F14. Open questions / future work

  1. Sparse channel (bge-m3 sparse / SPLADE) for stronger lexical recall — deferred to v2.
  2. Per-language reranker fine-tuning — out of scope (no fine-tuning, per spec).
  3. Compaction job to truly delete orphan chunks (currently soft-delete on versions). Schedule TBD.
  4. Watched-folder auto-discovery semantics: how often do we rescan ./data/watched/? Default proposal: every 5 min + on filesystem watch event (Java NIO WatchService).
  5. Repo size cap: do we need a maximum total cloned size to prevent runaway disk use?

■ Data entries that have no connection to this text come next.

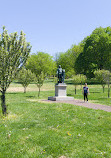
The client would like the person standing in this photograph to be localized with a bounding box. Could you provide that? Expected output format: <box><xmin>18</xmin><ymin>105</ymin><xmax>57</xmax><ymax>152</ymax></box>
<box><xmin>82</xmin><ymin>83</ymin><xmax>89</xmax><ymax>102</ymax></box>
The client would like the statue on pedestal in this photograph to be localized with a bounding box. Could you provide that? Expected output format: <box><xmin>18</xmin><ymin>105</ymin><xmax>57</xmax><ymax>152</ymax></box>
<box><xmin>57</xmin><ymin>65</ymin><xmax>65</xmax><ymax>83</ymax></box>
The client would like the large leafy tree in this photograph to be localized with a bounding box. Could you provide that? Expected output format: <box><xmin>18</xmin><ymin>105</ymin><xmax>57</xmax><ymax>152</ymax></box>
<box><xmin>0</xmin><ymin>27</ymin><xmax>31</xmax><ymax>114</ymax></box>
<box><xmin>75</xmin><ymin>27</ymin><xmax>111</xmax><ymax>78</ymax></box>
<box><xmin>26</xmin><ymin>52</ymin><xmax>55</xmax><ymax>97</ymax></box>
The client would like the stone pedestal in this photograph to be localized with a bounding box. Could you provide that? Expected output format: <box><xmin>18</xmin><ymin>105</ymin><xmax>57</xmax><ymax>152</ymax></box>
<box><xmin>48</xmin><ymin>83</ymin><xmax>74</xmax><ymax>101</ymax></box>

Currently unlimited; could add per-repo and global caps in v2.
  6. GPU memory introspection: Linux NVML via JNI (jnvml) for GPU mem gauges; on Windows + DirectML we surface only "available/in-use" booleans.

F15. References (for re-checking when libraries bump)

  • Context7 repo & MCP tool surface — to sanity-check schema fidelity on releases.
  • Spring AI 1.0.x release notes — verify MCP server Streamable HTTP module name & API.
  • Spring Boot 3.5.x release notes — confirm Java version compatibility window.
  • Lucene 9.x kNN docs — confirm filtered vector query API surface.
  • ONNX Runtime Java release notes — confirm CUDA/DirectML EP availability per version.
  • BAAI/bge-m3 model card — confirm ONNX export availability/format.
  • MCP spec 2025-03-26 — Streamable HTTP transport requirements.

Use the Context7 MCP lookup skill before bumping any of the above to fetch fresh, version-specific docs.


F16. Smoke-test log (2026-04-21)

End-to-end smoke after first assembly:

  • mvn -pl trueref-bootstrap -am package → BUILD SUCCESS, fat JAR ~582 MB.
  • mvn test16 tests pass (parser 6, pooling 5, disk cache 5), 0 failures.
  • java -jar trueref-bootstrap/target/trueref.jar --trueref.embedding.session-count=0 — started in 3.6 s.
  • GET /actuator/healthUP (db H2, disk, ping, ssl).
  • POST /api/repos + GET /api/repos — round-trips a repo.
  • GET /swagger-ui.html → 302 redirect (to /swagger-ui/index.html), GET /v3/api-docs → 200.
  • GET / → 200 (SvelteKit SPA served from Spring static resources).
  • Historical note: at this point the server still used the legacy WebMVC SSE transport, so POST /mcp without an established GET /sse session returned HTTP 500. This was later replaced by the Streamable HTTP transport on GET/POST /mcp.

Fixes landed during smoke:

  • V1__init_schema.sql: H2 in PostgreSQL mode rejects AUTO_INCREMENT. Switched job_log_events.id to BIGINT GENERATED BY DEFAULT AS IDENTITY and removed the explicit NULL constraint.
  • OnnxProperties.sessionCount can now be 0 (disables the ONNX stack, for environments where models aren't available); GpuSemaphore accepts 0 permits by internally using 1 (never acquired in disabled mode).
  • OnnxEmbeddingService / OnnxRerankerService short-circuit in disabled mode; reranker pass-through preserves input order.
  • ApplicationBeans exposes only concrete beans (not both the class and its interface) to avoid ambiguous autowiring.